For a decade, teachers have been on the losing side of the blame game. Now state and federal laws denigrate the millions of professionals who raise our children every day. But I see articles like this and it gives me a little hope. Smart people know what's the what.

So go read that article. Maybe my own contradictory feelings about teaching will be more evident. I don't know.

But first I want to say two quick things about Blow's story of his most inspirational teacher. First, I hope most people don't go around thinking that these days teachers can just randomly place a student in a "slow" class. There are procedures and laws, and really nothing like what might called the "slow" classes of yesteryear.

And finally, I realize that what Blow describes is an elementary class, but if I were to show my students that I care about them by putting my arm around them, I'd be sued before you could spell U-N-I-O-N.

So, I went to Google images as I always do to find some funny or compelling image
that I could use under this post, and I started with a search for "teacher's union."
Nearly every single image or caption was negative. Including this one.
It said something like, "Teacher's unions throwing their weight around."
 It's neither compelling nor funny to me.
(It's a little bit funny.)


  1. I'm of the firm belief that most teachers should get a fifty percent raise.

    And then some teachers should just be fired.

    I'm not talking about teachers who give bad grades when they're deserved and refuse to back down to tears. I'm not talking about teachers who refuse to let jocks slide by because they're special.

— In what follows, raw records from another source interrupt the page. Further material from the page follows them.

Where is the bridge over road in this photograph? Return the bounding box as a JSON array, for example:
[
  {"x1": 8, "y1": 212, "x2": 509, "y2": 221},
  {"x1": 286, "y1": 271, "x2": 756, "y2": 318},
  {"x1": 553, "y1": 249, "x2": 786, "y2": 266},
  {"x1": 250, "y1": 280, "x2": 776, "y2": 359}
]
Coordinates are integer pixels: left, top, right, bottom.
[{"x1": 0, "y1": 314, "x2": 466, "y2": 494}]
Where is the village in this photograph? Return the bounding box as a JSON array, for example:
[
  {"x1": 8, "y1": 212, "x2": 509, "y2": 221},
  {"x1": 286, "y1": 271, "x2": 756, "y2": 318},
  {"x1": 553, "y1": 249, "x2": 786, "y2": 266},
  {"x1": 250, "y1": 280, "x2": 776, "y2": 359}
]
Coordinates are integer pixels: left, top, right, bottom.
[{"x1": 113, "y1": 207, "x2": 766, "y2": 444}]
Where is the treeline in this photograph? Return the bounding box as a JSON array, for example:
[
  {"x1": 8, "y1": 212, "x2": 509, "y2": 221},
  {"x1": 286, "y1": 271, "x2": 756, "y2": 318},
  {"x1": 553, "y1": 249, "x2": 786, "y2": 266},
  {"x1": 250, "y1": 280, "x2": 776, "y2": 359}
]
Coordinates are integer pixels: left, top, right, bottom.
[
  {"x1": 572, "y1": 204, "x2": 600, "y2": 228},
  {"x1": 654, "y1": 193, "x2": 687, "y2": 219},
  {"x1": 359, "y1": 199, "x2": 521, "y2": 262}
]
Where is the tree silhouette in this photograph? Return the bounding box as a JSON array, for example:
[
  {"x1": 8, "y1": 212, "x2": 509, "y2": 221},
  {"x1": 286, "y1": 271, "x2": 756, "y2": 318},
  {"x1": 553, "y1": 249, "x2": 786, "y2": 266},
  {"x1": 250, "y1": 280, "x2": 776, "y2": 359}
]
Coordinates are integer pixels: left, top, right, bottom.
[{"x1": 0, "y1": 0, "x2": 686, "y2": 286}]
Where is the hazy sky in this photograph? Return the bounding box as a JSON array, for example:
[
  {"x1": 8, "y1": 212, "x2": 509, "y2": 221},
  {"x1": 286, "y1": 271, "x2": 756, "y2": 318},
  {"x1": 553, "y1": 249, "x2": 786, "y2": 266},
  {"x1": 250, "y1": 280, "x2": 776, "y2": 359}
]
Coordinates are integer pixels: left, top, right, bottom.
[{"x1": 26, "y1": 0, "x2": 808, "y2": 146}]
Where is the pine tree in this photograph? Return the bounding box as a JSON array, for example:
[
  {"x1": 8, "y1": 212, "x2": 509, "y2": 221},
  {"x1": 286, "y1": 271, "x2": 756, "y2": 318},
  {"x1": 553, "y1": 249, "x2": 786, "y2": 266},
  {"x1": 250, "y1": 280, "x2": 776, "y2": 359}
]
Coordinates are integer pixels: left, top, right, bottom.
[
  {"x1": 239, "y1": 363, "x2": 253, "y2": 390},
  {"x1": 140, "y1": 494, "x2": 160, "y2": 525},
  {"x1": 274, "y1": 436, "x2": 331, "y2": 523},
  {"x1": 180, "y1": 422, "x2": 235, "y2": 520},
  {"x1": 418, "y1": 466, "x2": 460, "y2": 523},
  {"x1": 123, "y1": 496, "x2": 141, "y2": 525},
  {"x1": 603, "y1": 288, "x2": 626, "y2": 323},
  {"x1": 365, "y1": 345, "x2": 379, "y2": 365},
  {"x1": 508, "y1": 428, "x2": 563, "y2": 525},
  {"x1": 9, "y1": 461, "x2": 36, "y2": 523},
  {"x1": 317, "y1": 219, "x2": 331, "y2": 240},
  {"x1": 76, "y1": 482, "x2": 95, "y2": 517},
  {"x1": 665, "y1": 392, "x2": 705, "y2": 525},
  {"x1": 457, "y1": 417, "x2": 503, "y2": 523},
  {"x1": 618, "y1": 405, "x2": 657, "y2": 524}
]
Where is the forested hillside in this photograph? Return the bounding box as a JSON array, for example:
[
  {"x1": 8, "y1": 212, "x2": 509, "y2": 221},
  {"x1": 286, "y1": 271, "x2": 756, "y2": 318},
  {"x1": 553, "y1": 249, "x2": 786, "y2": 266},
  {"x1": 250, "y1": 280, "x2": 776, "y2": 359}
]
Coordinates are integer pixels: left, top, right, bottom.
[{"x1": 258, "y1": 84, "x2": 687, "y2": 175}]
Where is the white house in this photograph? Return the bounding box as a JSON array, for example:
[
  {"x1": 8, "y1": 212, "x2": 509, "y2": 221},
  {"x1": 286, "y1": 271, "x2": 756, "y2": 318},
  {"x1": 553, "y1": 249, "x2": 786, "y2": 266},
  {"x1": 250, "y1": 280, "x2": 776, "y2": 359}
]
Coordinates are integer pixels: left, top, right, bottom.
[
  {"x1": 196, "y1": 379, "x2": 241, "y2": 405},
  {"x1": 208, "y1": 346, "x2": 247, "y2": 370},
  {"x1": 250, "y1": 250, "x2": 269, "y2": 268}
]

    The teachers who degrade their students, who call them names, who tell them things like, "You should just get your GED and not even bother with a diploma or college. You have no future," should be fired.

    But MOST teachers are good, honest people who are underpaid, overworked, and way WAY under appreciated. Some of the things my teachers had to put up with from my lesser deserving peers was...awful. I hope you get a bunch of students like me and absolutely none like my sisters.

  2. Of course there are teachers out there who degrade their students on purpose, and those who don't really have any business being in a classroom. In my experience, these kind of teachers don't last long, and they ARE fired. Unless the building administration isn't doing their own jobs. Then whose fault is it?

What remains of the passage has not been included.